L’administration pénitentiaire souffre : le personnel en première ligne

 

Pour les personnels de surveillance, la réalité quotidienne est devenue un enfer de gestion de crise permanente.

  • Sécurité bradée : Comment mener des fouilles efficaces et fructueuses dans une cellule initialement prévue pour une personne, mais occupée depuis des mois par trois détenus ? C’est l’analogue d’un bus de 52 places dans lequel 104 personnes ont pris place : est-ce que ce bus est en sécurité ? Pour les établissements pénitentiaires, plus le nombre de détenus par agent augmente, plus la sécurité de tous s'effondre.
  • Missions dénaturées et perte d'attractivité : Entassés 21 heures sur 24 à trois dans des espaces exigus, les détenus vivent dans une tension permanente où tout devient source de conflit (télévision, réchaud, hygiène, tabac). Les surveillants ne peuvent plus exercer leur cœur de métier : l'observation et la surveillance. Ils sont réduits à un rôle d'extincteurs de tensions et de gestionnaires de conflits quotidiens. Cet appauvrissement de la fonction détruit l'attractivité de notre métier.
  • Les causes d'un naufrage : l'illusion populiste et le refus de voir la réalité

Contrairement aux idées reçues, la crise de notre système carcéral découle essentiellement d’un ciblage perfectible de la réponse pénale. Le véritable enjeu est de se demander qui l’on envoie en prison. En incarcérant de manière indifférenciée, le système sature les cellules au détriment d'une fermeté absolue et durable qui devrait être prioritairement réservée aux individus présentant une dangerosité endogène et aux auteurs d'atteintes aux personnes.

Il devient donc indispensable de différencier la nature des délits afin de n'incarcérer que les profils qui le nécessitent réellement.

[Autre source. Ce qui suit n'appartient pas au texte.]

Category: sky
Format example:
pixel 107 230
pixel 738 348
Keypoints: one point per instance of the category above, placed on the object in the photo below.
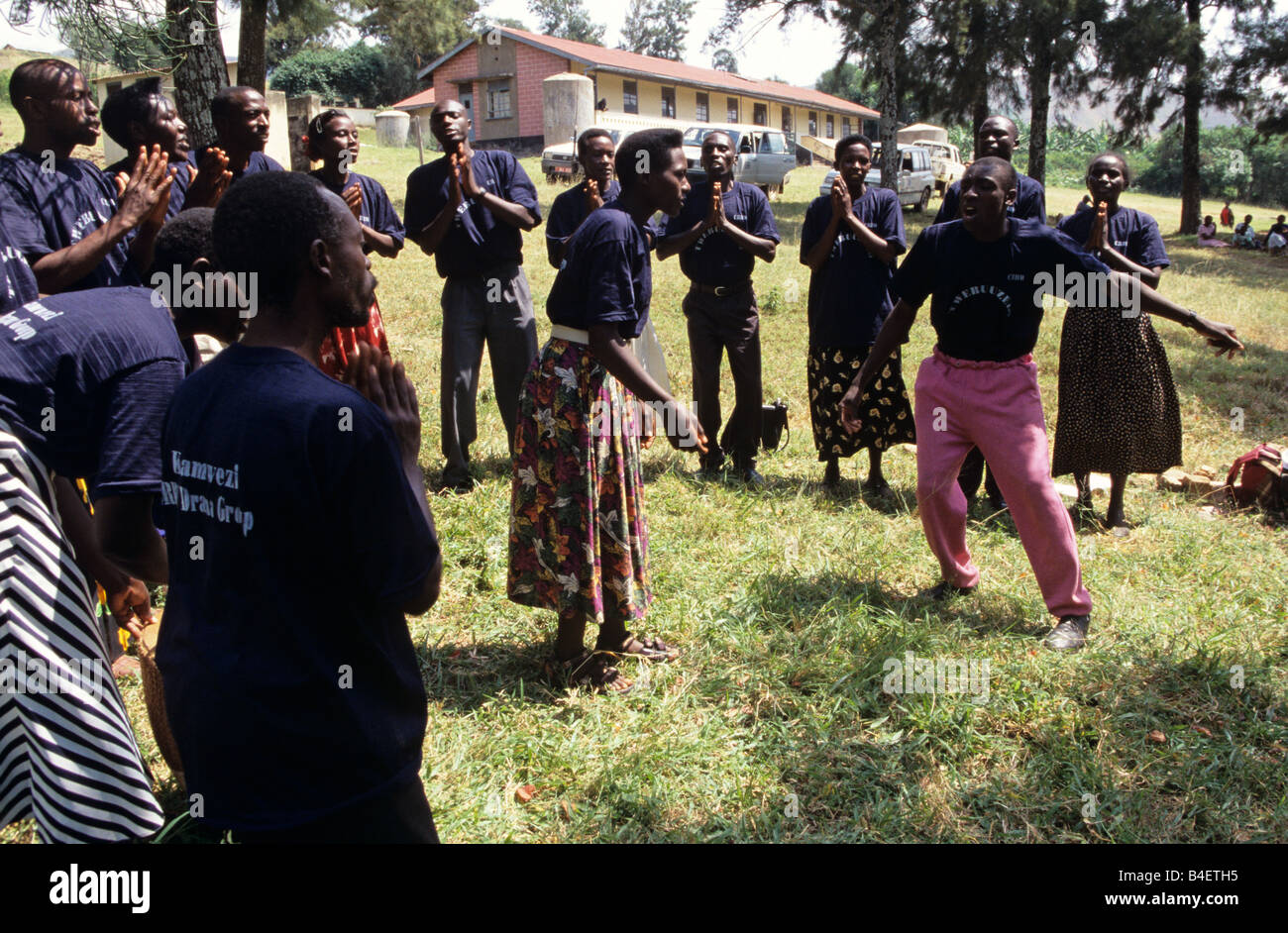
pixel 760 44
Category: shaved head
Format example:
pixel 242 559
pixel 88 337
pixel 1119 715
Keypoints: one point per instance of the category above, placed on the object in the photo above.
pixel 38 78
pixel 1006 123
pixel 997 168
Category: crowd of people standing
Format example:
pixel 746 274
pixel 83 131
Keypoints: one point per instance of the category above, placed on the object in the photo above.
pixel 275 488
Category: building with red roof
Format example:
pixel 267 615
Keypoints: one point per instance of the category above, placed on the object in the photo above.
pixel 498 77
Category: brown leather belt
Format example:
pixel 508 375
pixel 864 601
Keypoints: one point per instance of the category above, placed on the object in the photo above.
pixel 720 291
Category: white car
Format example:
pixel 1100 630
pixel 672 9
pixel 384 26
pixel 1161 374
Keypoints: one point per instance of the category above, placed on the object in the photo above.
pixel 945 161
pixel 915 177
pixel 559 162
pixel 764 155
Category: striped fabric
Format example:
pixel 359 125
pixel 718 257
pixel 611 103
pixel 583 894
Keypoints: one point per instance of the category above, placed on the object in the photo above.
pixel 67 755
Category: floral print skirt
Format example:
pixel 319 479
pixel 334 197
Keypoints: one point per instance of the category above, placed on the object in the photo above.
pixel 887 412
pixel 579 540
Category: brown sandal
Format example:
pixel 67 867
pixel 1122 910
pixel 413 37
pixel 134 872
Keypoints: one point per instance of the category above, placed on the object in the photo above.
pixel 590 670
pixel 651 648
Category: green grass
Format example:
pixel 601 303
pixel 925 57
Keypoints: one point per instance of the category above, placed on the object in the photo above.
pixel 787 601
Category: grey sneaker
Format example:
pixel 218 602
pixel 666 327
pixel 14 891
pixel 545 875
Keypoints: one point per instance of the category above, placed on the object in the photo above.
pixel 1069 635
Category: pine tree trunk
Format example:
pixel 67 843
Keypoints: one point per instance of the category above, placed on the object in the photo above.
pixel 253 46
pixel 1192 203
pixel 197 60
pixel 888 94
pixel 979 112
pixel 1039 110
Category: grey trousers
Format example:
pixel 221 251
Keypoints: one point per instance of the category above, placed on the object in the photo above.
pixel 493 309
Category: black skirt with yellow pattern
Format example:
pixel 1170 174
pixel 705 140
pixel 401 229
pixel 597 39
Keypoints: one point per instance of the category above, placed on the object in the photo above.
pixel 888 415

Faute d'une telle rationalisation, et face à un taux insuffisant de peines alternatives ou à une trop faible saisine de la Libération Sous Contrainte, la machine judiciaire s'asphyxie. S'y ajoute une gestion immobilière catastrophique qui nous oblige à maintenir 108 établissements construits avant 1912... Le résultat est là :

 

ZÉRO sécurité, ZÉRO réinsertion

Une absurdité systémique : Si les hôpitaux fonctionnaient comme nos prisons, chaque citoyen qui consulte un médecin généraliste serait immédiatement hospitalisé. Le système de santé aurait explosé en quelques mois. C’est pourtant le sort de nos maisons d’arrêt : censées accueillir les profils les plus dangereux, elles servent aujourd’hui de déversoir

Nos revendications : Urgence absolue et Régulation Carcérale !

On ne réglera pas cette crise avec de nouvelles prisons trop couteuses et trop longues à construire. Une seule solution : pour désengorger, il faut limiter les entrées et favoriser les sorties.

Le Syndicat Interco CFDT Pénitentiaire exige des mesures immédiates et concrètes :

  1. La mise en place de la régulation carcérale (Le "STOP ÉCROU") : Un principe simple : un entrant pour un sortant.

 

  1. Le développement massif des alternatives à l'incarcération et des aménagements de peine : Ce qui a fonctionné pendant la crise du COVID doit devenir la norme pour les détenus proches de la sortie (bracelets électroniques, contrôles judiciaires)

 

  1. Un plan de recrutement massif de CPIP : Annoncer 100 postes de CPIP en 2026 est une goutte d'eau face au séisme actuel. Il manque 1 000 CPIP sur le terrain ! Ce sont eux qui rédigent les Enquêtes Sociales Rapides (ESR), permettant aux juges d'éviter la prison aux profils qui n'y ont pas leur place.

 

 

Les personnels pénitentiaires ne sont pas des variables d'ajustement. Nous refusons de payer de notre sécurité et de notre santé mentale l'incohérence des politiques pénales !

 

Pour préserver l'intégrité de nos missions et la sécurité des personnels, l'application d'un mécanisme de régulation carcérale ne peut plus attendre.